Repository files navigation

ensemble-clustering

Tests codecov

Companion code to "Ensemble Method for Cluster Number Determination and Algorithm Selection in Unsupervised Learning" (arXiv:2112.13680).

Builds an ensemble clustering framework, computes clusterings and computes metrics if given ground truth.

Installation

This can be installed with pip install git+[repo url].

Python Packages

Contained in setup.py (note that it might be possible to use lower-version packages but this has not been tested):

  • fastcluster>=1.2.4,
  • numpy>=1.20.3,
  • scikit-learn>=1.0,
  • scipy>=1.7.1,
  • tqdm>=4.62.3,

Usage

Once the library is installed, it can be used as follows (this is also presented in the examples/ directory).

Parameters

The first step is to define parameters. 4 dictionaries are needed for full functionality.

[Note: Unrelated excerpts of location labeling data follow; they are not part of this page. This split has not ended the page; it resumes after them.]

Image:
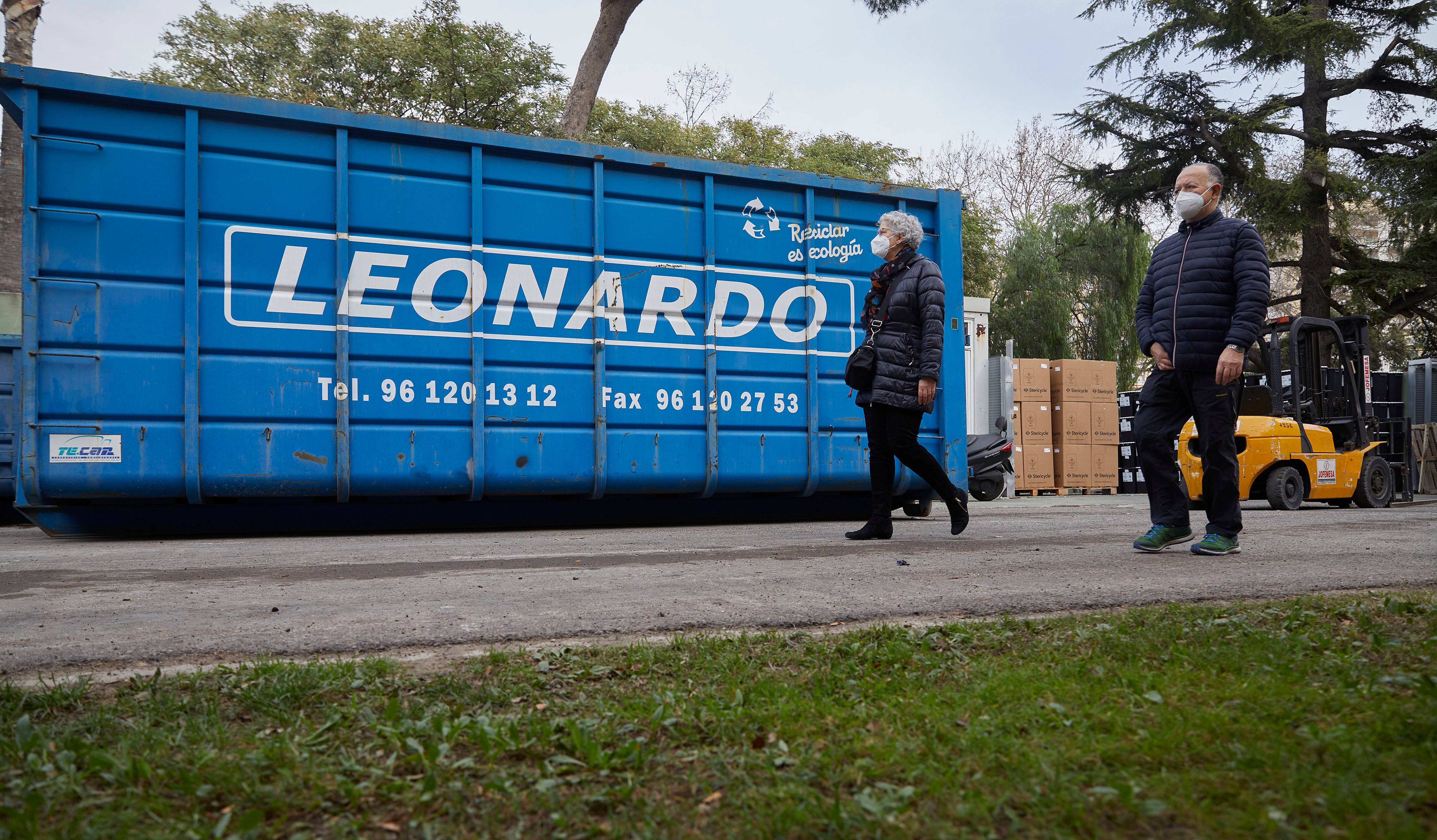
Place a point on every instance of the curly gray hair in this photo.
(906, 224)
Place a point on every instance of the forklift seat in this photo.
(1257, 401)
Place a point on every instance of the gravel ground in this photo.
(113, 602)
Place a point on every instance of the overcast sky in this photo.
(916, 80)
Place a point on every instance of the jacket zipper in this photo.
(1176, 293)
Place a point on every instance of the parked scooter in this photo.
(991, 460)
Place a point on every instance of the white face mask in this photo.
(1190, 204)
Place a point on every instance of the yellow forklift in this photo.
(1320, 443)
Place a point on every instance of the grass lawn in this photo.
(1311, 717)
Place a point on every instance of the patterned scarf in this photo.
(881, 278)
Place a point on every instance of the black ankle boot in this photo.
(959, 510)
(877, 529)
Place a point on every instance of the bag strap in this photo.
(877, 325)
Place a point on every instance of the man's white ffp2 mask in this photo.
(1190, 204)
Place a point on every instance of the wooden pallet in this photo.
(1425, 453)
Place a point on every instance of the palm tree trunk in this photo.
(613, 19)
(21, 19)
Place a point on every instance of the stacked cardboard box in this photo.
(1130, 473)
(1034, 424)
(1084, 404)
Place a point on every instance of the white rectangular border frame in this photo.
(229, 312)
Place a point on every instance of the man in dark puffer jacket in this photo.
(1203, 304)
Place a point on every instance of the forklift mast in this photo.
(1343, 404)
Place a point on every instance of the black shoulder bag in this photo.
(863, 362)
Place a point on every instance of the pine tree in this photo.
(1302, 197)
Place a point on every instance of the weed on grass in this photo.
(1311, 717)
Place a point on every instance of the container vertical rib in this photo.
(341, 313)
(476, 318)
(810, 354)
(192, 306)
(710, 349)
(601, 331)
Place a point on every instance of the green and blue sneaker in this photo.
(1160, 538)
(1218, 545)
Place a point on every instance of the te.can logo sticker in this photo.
(85, 449)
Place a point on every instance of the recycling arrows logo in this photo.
(756, 206)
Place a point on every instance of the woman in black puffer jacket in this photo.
(910, 352)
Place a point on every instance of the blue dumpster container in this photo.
(252, 315)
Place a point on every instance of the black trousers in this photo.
(894, 431)
(1168, 400)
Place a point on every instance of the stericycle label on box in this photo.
(85, 449)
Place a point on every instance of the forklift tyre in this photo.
(1285, 489)
(920, 509)
(1374, 484)
(986, 490)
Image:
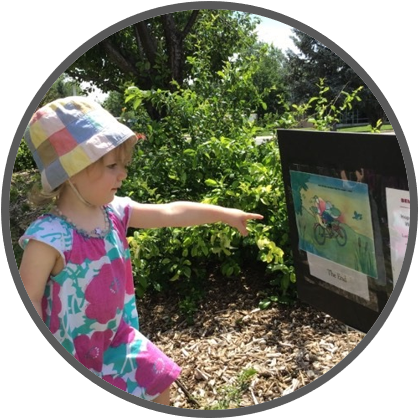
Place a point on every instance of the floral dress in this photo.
(90, 305)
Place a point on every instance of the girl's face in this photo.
(99, 183)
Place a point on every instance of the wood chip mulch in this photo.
(287, 347)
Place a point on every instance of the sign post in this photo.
(348, 204)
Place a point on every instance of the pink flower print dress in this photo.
(90, 306)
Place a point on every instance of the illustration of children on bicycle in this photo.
(328, 222)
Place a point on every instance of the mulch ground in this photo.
(286, 347)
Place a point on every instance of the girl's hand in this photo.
(238, 219)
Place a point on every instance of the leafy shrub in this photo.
(204, 150)
(24, 160)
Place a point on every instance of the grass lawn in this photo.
(363, 128)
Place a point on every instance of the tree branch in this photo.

  • The metrics to use with each algorithm.
  • Any higher-level parameters per algorithm.
  • Hyperparameter ranges to tune over.
  • E matrix construction and voting parameters.
# Set metrics to use with each algorithm.
algo_metrics = {
    'MiniBatchKMeans': ['aic', 'inertia'],
    'linkage_vector': ['inertia', 'max_diff']
}

# Set higher-level algorithm parameters. Set 'looping' param to None to auto-detect it.
algo_params = {
    'MiniBatchKMeans': {'n_clusters': None, 'compute_labels': True},
    'linkage_vector': {}
}

# Define hyperparameter ranges.
h_params = {
    'linkage_vector': {
        'method': ['centroid', 'median'],
        'metric': ['euclidean']
    },
    'MiniBatchKMeans': {
        'init': ['k-means++'],
        'reassignment_ratio': np.geomspace(1e-4, 0.5, 2)
    },
}

# Define matrix parameters.
e_params = {
    'build': ['mode', 'raw'],
    'vote': ['row', 'col', 'full'],
    'ground_truth': 3
}

Single Dataset

To cluster and analyze a single dataset, we can simply run (see examples/single.py for details)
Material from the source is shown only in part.